Thursday 6 May 2010

Lucky Seven

What's the average lifespan of an MMO? If you look it up online, there are lots of blogs about individual games and a few rants about how developers should pay more attention to the players in order to extend a game's lifespan. Nobody's published a comparative of all the MMOs, their running time, and their player-count during that time; I wish there WAS one so I could pull a Kirith and put up a shiny graph.

I remember seeing the first ads for Eve back in 2002/2003 and going, 'Ooooooh!'. Then the 'online' part hit me and I didn't look further into it, because I wasn't keen on online gaming at the time: I was a tabletop player, a LAN-party CounterStrike camping bitch.
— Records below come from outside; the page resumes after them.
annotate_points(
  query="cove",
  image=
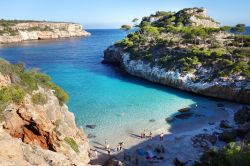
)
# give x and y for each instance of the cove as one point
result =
(101, 95)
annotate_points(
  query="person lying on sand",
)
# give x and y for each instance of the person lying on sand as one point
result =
(161, 136)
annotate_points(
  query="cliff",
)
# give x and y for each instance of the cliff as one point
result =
(185, 50)
(18, 31)
(36, 127)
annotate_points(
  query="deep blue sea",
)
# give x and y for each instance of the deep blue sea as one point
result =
(99, 94)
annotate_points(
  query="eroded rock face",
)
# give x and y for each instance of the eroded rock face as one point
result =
(231, 89)
(43, 131)
(43, 30)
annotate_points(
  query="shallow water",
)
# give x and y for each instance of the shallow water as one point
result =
(103, 95)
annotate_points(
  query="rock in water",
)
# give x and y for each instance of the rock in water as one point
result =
(228, 136)
(183, 110)
(220, 105)
(152, 120)
(242, 116)
(169, 120)
(225, 124)
(91, 126)
(184, 115)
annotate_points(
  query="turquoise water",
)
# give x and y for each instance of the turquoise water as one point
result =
(99, 94)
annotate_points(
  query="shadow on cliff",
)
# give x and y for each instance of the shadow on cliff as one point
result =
(116, 72)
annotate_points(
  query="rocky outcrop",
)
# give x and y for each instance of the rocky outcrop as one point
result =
(40, 30)
(233, 89)
(32, 134)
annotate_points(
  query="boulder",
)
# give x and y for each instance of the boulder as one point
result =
(152, 120)
(225, 124)
(183, 110)
(113, 162)
(178, 162)
(242, 116)
(228, 136)
(184, 115)
(91, 126)
(247, 138)
(220, 105)
(169, 119)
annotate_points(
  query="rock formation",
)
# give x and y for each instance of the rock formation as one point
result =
(18, 31)
(160, 52)
(38, 134)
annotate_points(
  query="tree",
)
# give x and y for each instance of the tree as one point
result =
(135, 21)
(126, 28)
(225, 28)
(239, 28)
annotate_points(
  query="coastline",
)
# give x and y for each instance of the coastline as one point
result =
(177, 138)
(238, 91)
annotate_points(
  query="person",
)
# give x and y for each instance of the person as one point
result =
(107, 146)
(106, 142)
(150, 135)
(144, 133)
(118, 147)
(161, 137)
(95, 153)
(109, 151)
(162, 149)
(121, 145)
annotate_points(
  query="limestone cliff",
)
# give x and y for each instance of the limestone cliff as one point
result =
(18, 31)
(35, 133)
(186, 50)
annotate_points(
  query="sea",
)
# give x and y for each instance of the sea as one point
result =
(103, 95)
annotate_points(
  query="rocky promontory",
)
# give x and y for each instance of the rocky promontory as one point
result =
(20, 30)
(187, 50)
(36, 126)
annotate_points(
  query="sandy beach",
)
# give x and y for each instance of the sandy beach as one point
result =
(177, 141)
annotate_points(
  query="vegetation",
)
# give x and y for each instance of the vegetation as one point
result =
(39, 98)
(72, 144)
(6, 27)
(126, 27)
(37, 28)
(171, 41)
(25, 82)
(231, 155)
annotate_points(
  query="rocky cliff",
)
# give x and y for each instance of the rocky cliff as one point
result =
(36, 128)
(175, 50)
(18, 31)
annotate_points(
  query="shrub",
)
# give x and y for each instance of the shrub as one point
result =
(59, 93)
(12, 94)
(231, 155)
(72, 144)
(39, 98)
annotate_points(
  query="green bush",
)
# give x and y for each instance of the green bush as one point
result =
(12, 94)
(72, 144)
(232, 155)
(125, 43)
(39, 99)
(59, 93)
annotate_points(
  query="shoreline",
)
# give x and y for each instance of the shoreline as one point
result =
(177, 139)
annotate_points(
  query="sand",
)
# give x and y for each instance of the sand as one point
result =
(177, 139)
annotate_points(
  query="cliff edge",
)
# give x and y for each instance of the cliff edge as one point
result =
(187, 50)
(17, 30)
(36, 127)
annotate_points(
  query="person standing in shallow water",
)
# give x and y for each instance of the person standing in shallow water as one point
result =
(161, 136)
(109, 151)
(150, 135)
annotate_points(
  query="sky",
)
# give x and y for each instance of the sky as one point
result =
(104, 14)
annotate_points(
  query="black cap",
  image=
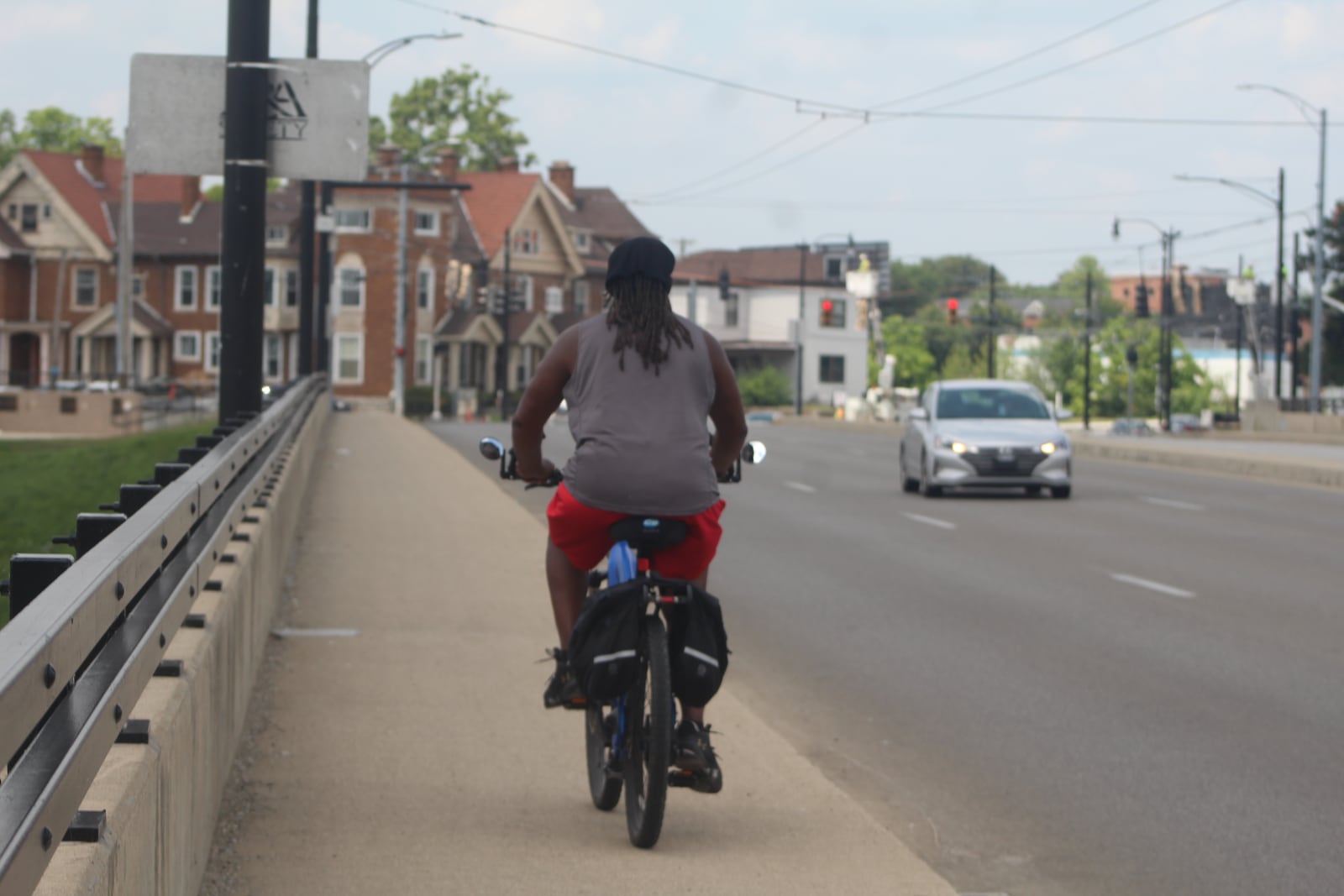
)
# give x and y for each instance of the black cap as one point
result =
(642, 257)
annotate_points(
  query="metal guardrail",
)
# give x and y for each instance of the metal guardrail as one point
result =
(76, 660)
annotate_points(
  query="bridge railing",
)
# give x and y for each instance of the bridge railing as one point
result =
(89, 634)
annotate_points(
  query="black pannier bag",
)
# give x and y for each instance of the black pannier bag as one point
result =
(699, 647)
(604, 647)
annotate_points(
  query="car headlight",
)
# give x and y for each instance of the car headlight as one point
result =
(956, 446)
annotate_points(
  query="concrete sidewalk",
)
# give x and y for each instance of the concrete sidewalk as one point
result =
(414, 757)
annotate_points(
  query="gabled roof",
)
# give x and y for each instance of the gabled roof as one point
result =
(65, 174)
(159, 228)
(753, 266)
(495, 201)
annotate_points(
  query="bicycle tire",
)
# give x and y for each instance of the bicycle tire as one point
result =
(604, 788)
(649, 710)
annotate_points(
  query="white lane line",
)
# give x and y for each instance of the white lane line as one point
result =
(1152, 586)
(1179, 506)
(929, 520)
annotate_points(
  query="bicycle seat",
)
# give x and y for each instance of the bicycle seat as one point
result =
(648, 533)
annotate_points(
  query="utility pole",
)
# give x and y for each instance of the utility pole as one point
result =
(244, 248)
(1088, 359)
(1278, 297)
(400, 338)
(501, 369)
(307, 222)
(803, 307)
(1320, 280)
(992, 320)
(1294, 332)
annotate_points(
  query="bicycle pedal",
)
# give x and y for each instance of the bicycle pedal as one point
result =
(679, 778)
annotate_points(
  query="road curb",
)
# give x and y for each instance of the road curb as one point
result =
(1254, 468)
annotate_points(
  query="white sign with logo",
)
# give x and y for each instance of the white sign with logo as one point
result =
(316, 123)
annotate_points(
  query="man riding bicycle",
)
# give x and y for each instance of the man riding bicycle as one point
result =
(640, 383)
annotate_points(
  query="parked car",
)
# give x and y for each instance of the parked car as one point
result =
(984, 434)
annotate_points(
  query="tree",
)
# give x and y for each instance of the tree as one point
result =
(454, 107)
(54, 130)
(765, 387)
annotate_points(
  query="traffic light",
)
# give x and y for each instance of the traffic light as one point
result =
(828, 312)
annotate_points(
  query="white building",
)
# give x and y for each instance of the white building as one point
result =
(757, 324)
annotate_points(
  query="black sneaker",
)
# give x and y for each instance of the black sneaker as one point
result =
(564, 688)
(691, 752)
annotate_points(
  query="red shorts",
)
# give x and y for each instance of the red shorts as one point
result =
(581, 532)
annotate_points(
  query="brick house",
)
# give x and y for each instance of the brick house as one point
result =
(58, 281)
(559, 239)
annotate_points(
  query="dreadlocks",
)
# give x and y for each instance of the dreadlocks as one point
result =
(642, 313)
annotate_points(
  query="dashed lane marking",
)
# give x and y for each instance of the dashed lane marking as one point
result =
(931, 520)
(1152, 586)
(1178, 506)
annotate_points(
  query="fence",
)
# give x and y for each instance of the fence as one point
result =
(89, 633)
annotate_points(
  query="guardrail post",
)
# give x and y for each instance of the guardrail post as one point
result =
(30, 574)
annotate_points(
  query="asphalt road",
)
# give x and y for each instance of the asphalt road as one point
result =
(1135, 691)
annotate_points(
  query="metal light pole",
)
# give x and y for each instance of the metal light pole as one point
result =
(1168, 275)
(1278, 270)
(1305, 109)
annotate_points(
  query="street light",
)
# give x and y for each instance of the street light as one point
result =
(1305, 107)
(385, 50)
(1168, 269)
(1278, 269)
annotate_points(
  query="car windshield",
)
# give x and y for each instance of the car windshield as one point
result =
(991, 403)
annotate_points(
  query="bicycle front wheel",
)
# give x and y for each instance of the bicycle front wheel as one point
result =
(649, 711)
(604, 785)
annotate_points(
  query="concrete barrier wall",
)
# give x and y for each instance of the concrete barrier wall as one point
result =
(163, 799)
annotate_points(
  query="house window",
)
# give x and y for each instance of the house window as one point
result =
(349, 358)
(185, 293)
(214, 286)
(528, 241)
(835, 268)
(186, 347)
(832, 369)
(832, 312)
(87, 288)
(351, 284)
(427, 223)
(554, 300)
(270, 356)
(423, 358)
(423, 288)
(213, 351)
(354, 221)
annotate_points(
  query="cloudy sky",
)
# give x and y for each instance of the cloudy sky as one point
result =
(729, 160)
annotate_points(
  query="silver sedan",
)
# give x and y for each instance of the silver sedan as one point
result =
(984, 434)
Watching friends disintegrate in front of EverCrack made a bad impression, I guess. In August, I'll be celebrating my third Eve-birthday, and that... makes me feel like I've been playing for a long time. Three out of seven years. Good lord. And sometimes it feels like I missed the best part of those seven years, too.

Seven years for an MMO... that seems like a long time. Longer than many MMOs that were widely anticipated and fell flat against all expectations. And if there ever will be an endgame, it's not yet started to lurk in the corners like one last closet-monster waiting to frighten you on your way for a mid-night glass of water.